Good Sports makes quality sporting equipment available to kids around the US who wouldn’t otherwise have access to things like cleats, baseball bats, tennis rackets, golf clubs, etc. To date, Good Sports has been responsible for $11 million worth of sporting goods donations, which has gone to benefit more than 900,000 young student athletes.

 

Harlem RBI

Harlem RBI is a development program for kids in East Harlem that works year-round to give local kids a place to play and grow. On a bigger-picture scale, Harlem RBI hopes to develop and graduate well-rounded people who are physically active, good citizens, work-ready, and graduates from high school and college.

 

Playworks

Jill Vialet founded Playworks in 1996 to create structured, productive recesses for schoolchildren. “Principals tell us that nearly all discipline-related problems in school occur during lunch and recess,” Playworks organizers write. “Instead of going back to class energized and ready to learn, the kids return to class upset and unable to focus.”

Playworks, instead, works to make recess inclusive, and to teach children meaningful dispute-resolution skills (a.k.a. rock-paper-scissors) so that they can learn to get along and sustain that peace.

 

Skateistan

Skateistan uses skateboarding as a tool for cultural exchange and empowerment among Afghan youths, particularly girls. After all, girls aren’t allowed to ride bikes in Afghanistan, but they’re free to skate.
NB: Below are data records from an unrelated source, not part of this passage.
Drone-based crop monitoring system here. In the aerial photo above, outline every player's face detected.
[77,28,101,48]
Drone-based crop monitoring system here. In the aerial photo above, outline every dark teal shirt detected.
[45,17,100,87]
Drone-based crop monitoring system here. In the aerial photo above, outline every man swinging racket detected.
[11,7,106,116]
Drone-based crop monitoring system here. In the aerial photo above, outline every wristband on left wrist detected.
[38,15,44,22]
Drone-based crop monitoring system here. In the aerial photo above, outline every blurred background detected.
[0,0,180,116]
“Skateistan has developed an innovative, youth-led programming that builds confidence, trust and social capital among children,” Skateistan’s team writes. “We use ‘the hook’ of skateboarding to connect kids with education. We provide opportunities for education, leadership, and creative thinking that help break the cycles of poverty and exclusion.”

 

Mauli Ola Foundation

The Mauli Ola Foundation was created by a group of surfers in 2007 who thought their sport would be a good treatment for people suffering from cystic fibrosis. This isn’t quackery; the saline from the ocean spray helps many CF patients decongest and breathe more easily. As a bonus, patients who wouldn’t otherwise get the chance get to experience the thrill of surfing.

 

Operation Amped

One more from the surfing community. Operation Amped organizes surfing clinics for military veterans, who benefit not only from the fun of surfing but from its therapeutic properties, similar to those mentioned above, and from simply being able to join an open and welcoming community in the process.

 

Charities That Raise Money Through Sports and Exercise

CrossFit for Hope

Speaking of tight communities, the CrossFit community has its own official fundraising organization that to date has raised more than $3.2 million for

  • finding cures to cancer and other illnesses
  • teaching children how to swim
  • education opportunities and scholarships
  • and relief and educational opportunities for communities in Kenya.

 

Pushups for Charity

Pushups for Charity partners with the Boot Campaign to raise money for veterans and their families. The organization’s current goal is to get 1.4 million pushups pledged, which would mean $1 million raised for the Boot Campaign.

 

Neurosurgery Charity Softball Tournament

The Yankees sponsor this softball tournament, hosted by the American Association of Neurological Surgeons and the Columbia University Pediatric Brain Tumor Research Fund, to benefit tumor research.

“Pediatric brain tumor research holds much promise, with tremendous potential to improve the lives of afflicted children,” organizers write. “It is only with financial support, however, that we will be able to carry out meaningful research and advance our knowledge of these diseases.”

 

Dodging Diabetes

Preparations are underway for the 10th annual Dodging Diabetes tournament in Laurel, Maryland, which should take place in March 2015 (dates TBD). To date, the tournament has raised more than $60,000 for the Joslin Diabetes Center, the largest diabetes research center in the world.

 

Kicks For a Cure

In 2014, Carolina Panthers tight end Greg Olsen partnered with the C.H. Robinson company to host the world’s largest kickball tournament, in Chicago, to benefit cancer research. The event was a huge success — and it looked like a lot of fun, too — so keep an eye out for a followup tournament in the summer of 2015.